High fliers pose a threat to rare birds

 

INCREASED helicopter traffic brought about by increased prosperity is causing problems for some of Ireland's rarest birds, according to Irish Wildbird Conservancy's BirdWatch.

Dr Stephen Newton, of BirdWatch Ireland, has said helicopter traffic was disrupting breeding terns along the east coast.

He appealed to people flying in and out of Dalkey and Killiney by helicopter to use inland approaches to their destinations because low-flying helicopters frighten the birds which are currently nesting.

"I suppose you could say this is a downside of the Celtic Tiger because more and more people are using helicopters to travel and the birds are being disturbed at the nesting sites," he said.

It was of vital importance that there be no disturbance of the nesting sites of the roseate tern, which is one of Europe's rarest seabirds. Ireland is the nesting place of 95 per cent of the European population.

Ireland had 770 breeding pairs last year and most of them breed on Rockabill, off Dublin, and Lady's Island, Wexford, he said.
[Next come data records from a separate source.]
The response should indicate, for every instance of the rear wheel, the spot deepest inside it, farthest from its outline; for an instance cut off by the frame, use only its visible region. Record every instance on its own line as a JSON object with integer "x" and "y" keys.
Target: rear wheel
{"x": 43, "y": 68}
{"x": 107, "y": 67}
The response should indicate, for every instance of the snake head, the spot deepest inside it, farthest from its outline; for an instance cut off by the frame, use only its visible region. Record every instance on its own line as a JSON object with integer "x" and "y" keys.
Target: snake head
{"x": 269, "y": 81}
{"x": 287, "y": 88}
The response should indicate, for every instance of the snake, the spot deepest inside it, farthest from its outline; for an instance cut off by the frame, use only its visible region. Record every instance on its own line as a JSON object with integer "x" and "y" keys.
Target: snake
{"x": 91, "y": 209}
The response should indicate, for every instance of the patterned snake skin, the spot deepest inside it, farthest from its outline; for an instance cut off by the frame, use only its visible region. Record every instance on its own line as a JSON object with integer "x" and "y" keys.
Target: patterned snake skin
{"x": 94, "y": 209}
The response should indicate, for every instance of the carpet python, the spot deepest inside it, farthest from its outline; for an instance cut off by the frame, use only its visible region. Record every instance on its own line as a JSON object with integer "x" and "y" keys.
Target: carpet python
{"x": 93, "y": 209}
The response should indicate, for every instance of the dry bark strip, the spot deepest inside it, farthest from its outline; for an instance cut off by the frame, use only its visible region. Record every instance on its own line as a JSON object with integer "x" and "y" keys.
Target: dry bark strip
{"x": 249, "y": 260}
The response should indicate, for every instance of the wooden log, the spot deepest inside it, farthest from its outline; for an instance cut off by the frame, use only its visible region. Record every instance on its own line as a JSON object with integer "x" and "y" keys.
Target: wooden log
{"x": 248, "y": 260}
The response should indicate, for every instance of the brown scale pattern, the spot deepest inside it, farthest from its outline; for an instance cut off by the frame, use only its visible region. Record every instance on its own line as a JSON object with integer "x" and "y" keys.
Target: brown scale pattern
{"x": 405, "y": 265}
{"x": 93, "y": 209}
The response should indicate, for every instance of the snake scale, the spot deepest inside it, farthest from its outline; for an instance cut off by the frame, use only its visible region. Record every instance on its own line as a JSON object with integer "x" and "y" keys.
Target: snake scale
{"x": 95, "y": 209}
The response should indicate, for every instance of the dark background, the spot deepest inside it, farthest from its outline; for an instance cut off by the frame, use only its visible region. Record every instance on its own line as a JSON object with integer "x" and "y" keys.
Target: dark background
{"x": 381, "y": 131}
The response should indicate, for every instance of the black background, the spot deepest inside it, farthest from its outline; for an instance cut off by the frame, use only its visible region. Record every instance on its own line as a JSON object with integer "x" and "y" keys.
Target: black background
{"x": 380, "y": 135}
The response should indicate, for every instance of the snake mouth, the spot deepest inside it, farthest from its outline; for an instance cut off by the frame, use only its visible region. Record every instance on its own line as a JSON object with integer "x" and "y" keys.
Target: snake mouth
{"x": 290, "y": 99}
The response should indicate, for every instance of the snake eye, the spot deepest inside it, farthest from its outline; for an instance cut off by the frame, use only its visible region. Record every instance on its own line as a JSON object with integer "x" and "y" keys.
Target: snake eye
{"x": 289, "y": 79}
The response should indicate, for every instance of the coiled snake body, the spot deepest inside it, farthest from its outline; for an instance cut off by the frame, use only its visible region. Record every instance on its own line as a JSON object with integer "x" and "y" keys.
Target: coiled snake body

"We are attempting to establish a third breeding colony on Maiden's Rock in Dublin Bay and that is why we are attempting to get helicopter operators to stay away from these areas," he said.

He added that the organisation expected helicopter traffic generated from the pending Murphy's Irish Open Golf Competition at Druid's Glen to cause severe disruption to the breeding of the little tern colony at Kilcoole, Co Wicklow.

"Helicopters will be passing over the nesting sites ferrying people from the course to Dublin centre city hotels and we know there will be disruption unless pilots agree to avoid the areas involved," said Dr Newton.

"I am not just blaming helicopters because walkers at Kilcoole and windsurfers who land on the islands at Lady's Island lake in Wexford also cause problems for the birds at nesting time."

Members of the public are welcome to view the terns from the Irish Wildbird Conservancy observation point at the Dalkey Island carpark each evening and at weekends until mid August.

The tern protection schemes are administered by BirdWatch Ireland through funding from the EU Interreg Programme and are supported by the Royal Society for the Protection of Birds and Novartis Crop Protection.